Hey team, I have a problem when converting a spark...
# questions
l
Hey team, I have a problem when converting a spark written parquet file into a pandas parquet file. When reading the file with @spark it works, but when reading the catalog entry with @pandas I get the error , “No such file or directory: ’/dbfs/…“. Any hints to resolve this issue?
image.png
@Shubham Agrawal
d
If your path starts with
/dbfs
, you are using Databricks dbutils in order to handle the reading. Are you able to access the file using pandas (e.g.
pd.read_csv("/dbfs/whatever/kvi_metrics/item/merged_metrics/merged_metrics.parquet")
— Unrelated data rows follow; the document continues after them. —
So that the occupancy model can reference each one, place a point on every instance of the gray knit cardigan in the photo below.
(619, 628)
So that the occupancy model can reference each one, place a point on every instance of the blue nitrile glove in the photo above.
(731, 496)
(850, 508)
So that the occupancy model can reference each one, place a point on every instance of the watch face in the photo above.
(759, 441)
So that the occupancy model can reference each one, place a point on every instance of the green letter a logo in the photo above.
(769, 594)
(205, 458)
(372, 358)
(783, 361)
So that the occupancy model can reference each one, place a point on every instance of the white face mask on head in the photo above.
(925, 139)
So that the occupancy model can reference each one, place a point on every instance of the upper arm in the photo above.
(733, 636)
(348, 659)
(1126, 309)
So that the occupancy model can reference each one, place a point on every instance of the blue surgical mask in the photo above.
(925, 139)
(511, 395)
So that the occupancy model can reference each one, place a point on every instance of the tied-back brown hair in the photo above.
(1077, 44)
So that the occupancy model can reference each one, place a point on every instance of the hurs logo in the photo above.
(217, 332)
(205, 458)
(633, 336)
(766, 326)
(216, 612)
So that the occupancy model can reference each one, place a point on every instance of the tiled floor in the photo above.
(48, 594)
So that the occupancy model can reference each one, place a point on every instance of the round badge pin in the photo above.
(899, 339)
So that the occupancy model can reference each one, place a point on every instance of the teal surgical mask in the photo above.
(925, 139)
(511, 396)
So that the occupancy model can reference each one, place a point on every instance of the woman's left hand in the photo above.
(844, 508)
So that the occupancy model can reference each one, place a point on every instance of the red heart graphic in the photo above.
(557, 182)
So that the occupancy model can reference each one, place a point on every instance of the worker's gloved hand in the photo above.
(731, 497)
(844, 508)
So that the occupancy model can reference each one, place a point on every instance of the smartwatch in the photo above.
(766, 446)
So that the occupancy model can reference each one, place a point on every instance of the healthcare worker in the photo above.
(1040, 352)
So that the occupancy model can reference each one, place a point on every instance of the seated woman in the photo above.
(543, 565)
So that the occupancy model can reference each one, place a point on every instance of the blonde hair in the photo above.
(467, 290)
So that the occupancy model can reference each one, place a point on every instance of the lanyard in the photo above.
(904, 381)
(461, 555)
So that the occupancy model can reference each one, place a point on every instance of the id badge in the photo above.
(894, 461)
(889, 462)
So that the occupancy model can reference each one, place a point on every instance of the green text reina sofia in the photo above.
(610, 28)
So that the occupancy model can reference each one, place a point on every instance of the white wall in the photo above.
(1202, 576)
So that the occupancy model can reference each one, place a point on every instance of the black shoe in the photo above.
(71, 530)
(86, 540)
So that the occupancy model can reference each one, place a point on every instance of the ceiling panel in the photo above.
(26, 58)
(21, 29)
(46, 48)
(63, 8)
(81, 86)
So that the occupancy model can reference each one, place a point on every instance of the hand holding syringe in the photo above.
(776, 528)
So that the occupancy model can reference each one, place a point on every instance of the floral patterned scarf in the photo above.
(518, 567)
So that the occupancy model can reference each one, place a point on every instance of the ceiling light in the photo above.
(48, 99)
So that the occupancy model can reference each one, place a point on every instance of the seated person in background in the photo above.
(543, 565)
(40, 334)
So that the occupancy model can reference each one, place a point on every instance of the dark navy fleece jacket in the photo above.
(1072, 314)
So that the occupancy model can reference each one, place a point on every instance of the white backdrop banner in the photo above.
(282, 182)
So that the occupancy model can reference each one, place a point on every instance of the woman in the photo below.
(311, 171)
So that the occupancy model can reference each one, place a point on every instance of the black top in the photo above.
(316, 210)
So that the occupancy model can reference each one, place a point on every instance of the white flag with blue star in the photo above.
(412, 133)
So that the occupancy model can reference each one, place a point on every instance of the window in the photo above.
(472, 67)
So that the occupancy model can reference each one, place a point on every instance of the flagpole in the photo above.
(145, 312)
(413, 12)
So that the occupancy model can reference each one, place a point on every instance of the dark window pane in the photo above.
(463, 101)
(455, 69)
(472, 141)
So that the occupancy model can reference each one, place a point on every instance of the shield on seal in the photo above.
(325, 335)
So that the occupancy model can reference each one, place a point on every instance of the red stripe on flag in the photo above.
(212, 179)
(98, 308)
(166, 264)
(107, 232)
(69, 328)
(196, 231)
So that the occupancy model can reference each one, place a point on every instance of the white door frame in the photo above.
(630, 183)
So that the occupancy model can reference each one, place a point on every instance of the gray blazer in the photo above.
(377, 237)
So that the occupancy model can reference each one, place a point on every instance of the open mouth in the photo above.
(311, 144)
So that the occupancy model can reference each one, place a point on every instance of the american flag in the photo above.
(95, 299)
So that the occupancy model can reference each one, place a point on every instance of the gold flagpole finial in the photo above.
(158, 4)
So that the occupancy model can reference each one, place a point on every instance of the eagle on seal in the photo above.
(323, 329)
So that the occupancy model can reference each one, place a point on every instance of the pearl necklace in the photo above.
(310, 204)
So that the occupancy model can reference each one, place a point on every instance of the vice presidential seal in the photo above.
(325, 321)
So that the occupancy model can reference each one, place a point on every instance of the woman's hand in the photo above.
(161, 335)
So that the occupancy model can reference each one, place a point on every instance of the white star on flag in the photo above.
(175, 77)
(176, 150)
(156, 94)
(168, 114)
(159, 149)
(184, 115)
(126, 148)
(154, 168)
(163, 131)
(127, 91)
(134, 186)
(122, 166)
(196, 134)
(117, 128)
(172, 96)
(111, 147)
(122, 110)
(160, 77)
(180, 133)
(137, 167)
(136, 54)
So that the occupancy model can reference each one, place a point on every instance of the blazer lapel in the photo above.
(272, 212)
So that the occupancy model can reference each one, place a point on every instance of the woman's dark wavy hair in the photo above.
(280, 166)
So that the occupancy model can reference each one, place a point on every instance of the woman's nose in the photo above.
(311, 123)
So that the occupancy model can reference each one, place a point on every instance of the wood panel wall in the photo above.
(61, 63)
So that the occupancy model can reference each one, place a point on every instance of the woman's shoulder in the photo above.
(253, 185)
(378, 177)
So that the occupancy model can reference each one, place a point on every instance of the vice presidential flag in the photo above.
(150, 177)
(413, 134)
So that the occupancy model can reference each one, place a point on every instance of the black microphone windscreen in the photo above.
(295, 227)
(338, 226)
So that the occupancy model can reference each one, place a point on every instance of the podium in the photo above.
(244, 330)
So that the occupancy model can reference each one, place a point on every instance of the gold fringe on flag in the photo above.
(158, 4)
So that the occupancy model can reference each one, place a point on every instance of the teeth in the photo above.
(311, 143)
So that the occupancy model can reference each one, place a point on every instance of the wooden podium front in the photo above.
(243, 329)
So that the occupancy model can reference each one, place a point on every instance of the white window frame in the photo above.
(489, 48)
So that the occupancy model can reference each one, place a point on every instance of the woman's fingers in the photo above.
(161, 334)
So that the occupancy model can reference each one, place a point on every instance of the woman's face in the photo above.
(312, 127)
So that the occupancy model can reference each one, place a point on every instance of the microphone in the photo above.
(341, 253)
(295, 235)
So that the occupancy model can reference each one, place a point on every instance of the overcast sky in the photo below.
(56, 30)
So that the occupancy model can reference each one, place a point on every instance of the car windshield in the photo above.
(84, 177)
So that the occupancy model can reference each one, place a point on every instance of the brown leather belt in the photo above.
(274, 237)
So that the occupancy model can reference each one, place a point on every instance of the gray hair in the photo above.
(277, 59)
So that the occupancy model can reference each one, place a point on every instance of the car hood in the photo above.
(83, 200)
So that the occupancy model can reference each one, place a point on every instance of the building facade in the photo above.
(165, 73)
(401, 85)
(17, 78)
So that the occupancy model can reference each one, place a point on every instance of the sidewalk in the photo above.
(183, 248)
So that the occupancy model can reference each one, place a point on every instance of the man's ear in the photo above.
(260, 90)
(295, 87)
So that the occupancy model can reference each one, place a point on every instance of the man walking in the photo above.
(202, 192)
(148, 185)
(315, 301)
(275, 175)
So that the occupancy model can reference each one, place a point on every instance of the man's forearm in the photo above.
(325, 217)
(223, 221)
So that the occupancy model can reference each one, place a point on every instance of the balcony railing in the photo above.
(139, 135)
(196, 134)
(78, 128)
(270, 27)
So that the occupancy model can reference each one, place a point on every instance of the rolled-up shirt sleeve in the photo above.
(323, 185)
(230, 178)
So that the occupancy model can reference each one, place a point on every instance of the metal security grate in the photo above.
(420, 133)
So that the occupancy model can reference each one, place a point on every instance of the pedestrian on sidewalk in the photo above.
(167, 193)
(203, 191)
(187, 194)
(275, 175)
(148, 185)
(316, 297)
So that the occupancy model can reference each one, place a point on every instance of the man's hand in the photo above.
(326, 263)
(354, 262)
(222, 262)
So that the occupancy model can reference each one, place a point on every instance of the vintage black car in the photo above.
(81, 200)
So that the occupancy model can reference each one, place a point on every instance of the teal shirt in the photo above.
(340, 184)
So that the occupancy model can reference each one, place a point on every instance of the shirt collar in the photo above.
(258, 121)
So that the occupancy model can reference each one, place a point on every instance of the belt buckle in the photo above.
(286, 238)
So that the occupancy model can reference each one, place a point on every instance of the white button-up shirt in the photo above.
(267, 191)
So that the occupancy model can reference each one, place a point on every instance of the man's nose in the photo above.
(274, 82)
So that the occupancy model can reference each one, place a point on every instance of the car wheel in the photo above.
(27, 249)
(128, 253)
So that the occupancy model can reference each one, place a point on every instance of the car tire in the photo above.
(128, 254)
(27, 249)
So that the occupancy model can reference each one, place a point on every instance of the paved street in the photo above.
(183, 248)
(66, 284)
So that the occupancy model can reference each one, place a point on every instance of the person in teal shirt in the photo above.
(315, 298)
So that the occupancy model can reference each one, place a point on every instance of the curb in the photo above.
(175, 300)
)? I'm guessing not, so then you need to sort out your ability to access that path not using Databricks. Also, need some more info--are you running this from your local using some sort of remote execution? Pandas code runs locally and will not execute on the cluster in that case (on the off chance you're doing that). (Not really related, but are you writing a single partition? The path looks awkward, given I'd expect Spark will create a folder structure under
.../merged_metrics/merged_metrics.parquet/
-- but I could be wrong, since I haven't used Spark in forever)
l
thanks! So yeah the conclusion is also mentioned here https://community.databricks.com/s/question/0D53f00001HKHuwCAH/read-file-from-dbfs-with-pdreadcsv-using-databricksconnect It is not possible since, pd dataframes are only executed locally and therefore cannot stored on dbfs. One can link them to an S3 bucket or ADLStoreage. this takes some more steps
👍 1